Dior recently defeated an Illinois Biometric Information Privacy Act (“BIPA”) putative class action on the pleadings by arguing that BIPA’s exemption for patient data captured in a health care setting covered the plaintiff’s use of Dior’s virtual try-on tool while shopping for non-prescription sunglasses. See Warmack-Stillwell v. Christian Dior, Inc., No. 1:22-CV-04633 (N.D. Ill. Feb. 10, 2023).

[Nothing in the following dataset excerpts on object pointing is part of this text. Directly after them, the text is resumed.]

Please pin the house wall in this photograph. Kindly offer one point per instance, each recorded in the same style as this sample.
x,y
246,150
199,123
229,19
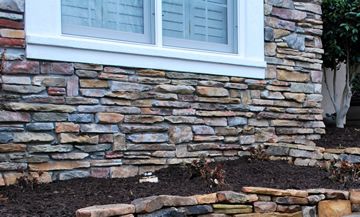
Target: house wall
x,y
61,120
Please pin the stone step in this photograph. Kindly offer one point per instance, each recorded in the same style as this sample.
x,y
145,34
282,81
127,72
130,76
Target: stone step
x,y
355,214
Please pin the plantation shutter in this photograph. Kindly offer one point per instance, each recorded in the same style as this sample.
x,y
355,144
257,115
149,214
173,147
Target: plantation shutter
x,y
200,24
208,21
174,18
115,19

The plaintiff, Delma Warmack-Stillwell, filed a putative class action against Christian Dior, Inc. (“Dior”), contending that Dior violated BIPA because it profits (by virtue of an improved shopping experience) from the collection, storage, and use of customers’ facial geometry scans generated by the virtual try-on tool hosted on Dior’s website. The plaintiff also asserted that Dior violated BIPA by failing to have a publicly available written policy for the retention and destruction of biometric data, and by failing to get her informed consent before collecting her biometric data.
Dior moved to dismiss, arguing in relevant part that BIPA’s statutory exclusion for “information captured from a patient in a health care setting” applies to the facial scans that allegedly were captured while the plaintiff virtually tried on sunglasses. The plaintiff argued that she does not qualify as a “patient” because she was shopping for non-prescription sunglasses, not prescription glasses, and that Dior’s website is not a “health care setting.”
The district court agreed with Dior, holding that even though the plaintiff was not trying on prescription glasses with Dior’s virtual try-on tool, she was still a “patient” within the meaning of BIPA because the non-prescription sunglasses she tried on “protect one’s eyes from the sun and are Class I medical devices under the Food & Drug Administration’s regulations.” The court further reasoned that Dior’s virtual try-on tool “facilitates the provision of a medical device that protects vision,” and therefore the tool captured her facial scans in a “health care setting,” regardless of whether she was motivated to shop for the sunglasses for fashion purposes or for health purposes.
This ruling from the Northern District of Illinois may prove useful to other defendants who similarly fall into the health care exemption for BIPA.